Friday, November 04, 2005

The Hitchhiker's Guide to the Salisbury...

When you start exploring the world of frozen foods, TV dinners – call them what you will – one of the first things that you notice is that some entrees seem to take on a life of their own.

It’s the only way to explain why certain meals appear in virtually every brand of frozen food.
Take fried chicken. In one form or another, it’s carried by Swanson, Banquet, Marie Callender’s, Healthy Choice (as “breaded” chicken) and Swanson Hungry-Man product lines. Obviously America is fanatical about its fried chicken. Ditto lasagna. Lasagna, with or without meat sauce or with veggies instead of meat, is served by Amy’s Organics (seven different ways!), Marie Callender’s, Swanson and even Weight Watchers, among others.
But the big winner has got to be the ever-popular Salisbury Steak. With mashed potatoes or roasted potatoes or even grilled onions, Salisbury steak outflanks the competition (yes, that’s a pun). Served by no less than ten different food manufacturers in various combinations, America must have a love affair with the homely hamburger in its Prom dress: gravy.
What is it about Salisbury steak that moves us to eat it in droves? Does it really taste better than other beef dishes? This hardly seems likely.

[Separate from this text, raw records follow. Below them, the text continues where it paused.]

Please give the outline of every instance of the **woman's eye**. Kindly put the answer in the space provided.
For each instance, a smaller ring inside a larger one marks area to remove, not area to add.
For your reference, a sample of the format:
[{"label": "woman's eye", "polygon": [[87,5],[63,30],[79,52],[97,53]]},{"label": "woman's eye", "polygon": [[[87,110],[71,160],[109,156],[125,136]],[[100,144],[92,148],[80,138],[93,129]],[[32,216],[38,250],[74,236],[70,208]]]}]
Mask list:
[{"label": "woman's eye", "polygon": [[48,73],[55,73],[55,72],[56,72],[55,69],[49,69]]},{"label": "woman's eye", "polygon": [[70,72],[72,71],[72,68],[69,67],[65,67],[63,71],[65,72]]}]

It’s not as if you stumble across a lot of foodie blogs waxing rhapsodic about the lowly Salisbury Steak.

Perhaps it is nothing more than an acquired habit… it would be hard to find an adult in the USA that hasn’t eaten a Salisbury Steak TV dinner as a kid, and for most people, choosing food tends to be “go with what you know.” It’s predictable, is old Salisbury steak. We may not like the potatoes it comes with or we may have a different preference for gravy but when we pick one up at the market, we know what we’re getting.

It’s a known quantity. It may not be fabulous, but it’s not dreadful, either.
Maybe our fascination with Salisbury steak is a “comfort food” decision: a burger with pot roast’s accessories of gravy and mashed potatoes without the hours it takes to produce an actual pot roast.

Of course, there’s the alternate theory… it’s just a good excuse for an adult to eat a burger for dinner.